April seems a distant memory with that first chance to see the new home of Magna Carta and the breathtaking castle wall walk which has since attracted record numbers of visitors. Then June and the Magna Carta weekend; July and Jools Holland in the Castle; Jesus Christ Superstar in the Cathedral. But then other festivals: the Chamber Music Festival visiting different parts of the county with world class music; the Film society programme with its Magna Carta flavour. What a summer!

By the end of August I truly thought I was ‘festivaled out’, certainly ‘Magna Carta’d out’; but then came David Starkey at the Drill Hall as part of Festival 800. The controversial Question Time panelist put on his history hat and drew a vibrant picture of the politics of Magna Carta with modern day references and resonance. Billy Bragg and the Levellers provided music and Hillel Steiner much food for thought on human rights and migration.

An old friend, who runs one of the famous Lincoln restaurants, told me that her daughter, returning this summer from a time away, had noticed a much stronger cultural vibe in the city. Another friend said how he used always to go to Edinburgh for their festival and this year hadn’t, but hadn’t needed to since there were so many quality events in Lincoln on his doorstep.

Yet there is more to come.

I admit it. I love history, so much so that I am now spending my time writing it. The Lincoln Book Festival at the end of September has, as it says in its blurb, ‘History at its heart’. It is after all held in a city where over two thousand years of history seep from every stone. This year’s festival has very nearly the same time span, running as it does from an exploration of Islam, through a snapshot of the women of Lincolnshire in the 13th century, through ages of revolution, to previously unpublished material surrounding the abdication crisis and up to the 21st century’s wrestles with press freedom.

We then have, in true Monty Python fashion, something completely different: Frequency. You know the one that ‘other people seem to like, not really my thing’.

A few weeks ago I had a conversation with one of the organisers and this helped me understand it better. It’s not loud, atonal music; it is far more subtle. It is all about the digital age we now live in, and we do, all of us even if we don’t do ‘Facebook’. News broadcasts carry images taken by ordinary people on their phones; everything is more immediate; we can all have our say. The Frequency Festival explores what this means in our lives and uses digital technology to complement the more traditional art forms.

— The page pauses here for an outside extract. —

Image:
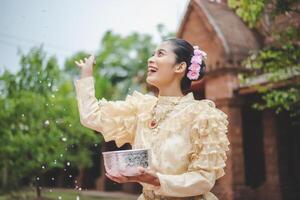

This year’s Festival has as its theme: Liberation. I asked what were the events for those of us new to it all. She listed them: ‘Cosmic Birds’ a quiet, meditative, kinetic piece playing with light at Chad Varah House; ‘Enlightenment’  at Waterside Shopping Centre; 'The One The Few The Many’ - an installation piece is going into Cobb Hall at Lincoln Castle, representing Lincoln’s history and its future; and Through the Fourth Wall’ - a magical, theatrical, projection piece in the Roman Postern Gate site. I would add at the Drill Hall, Compagnia TPO: Bleu, a combination of ‘sumptuous visual imagery, movement, dance and music’.

When it is all over please let me know what you thought of it all.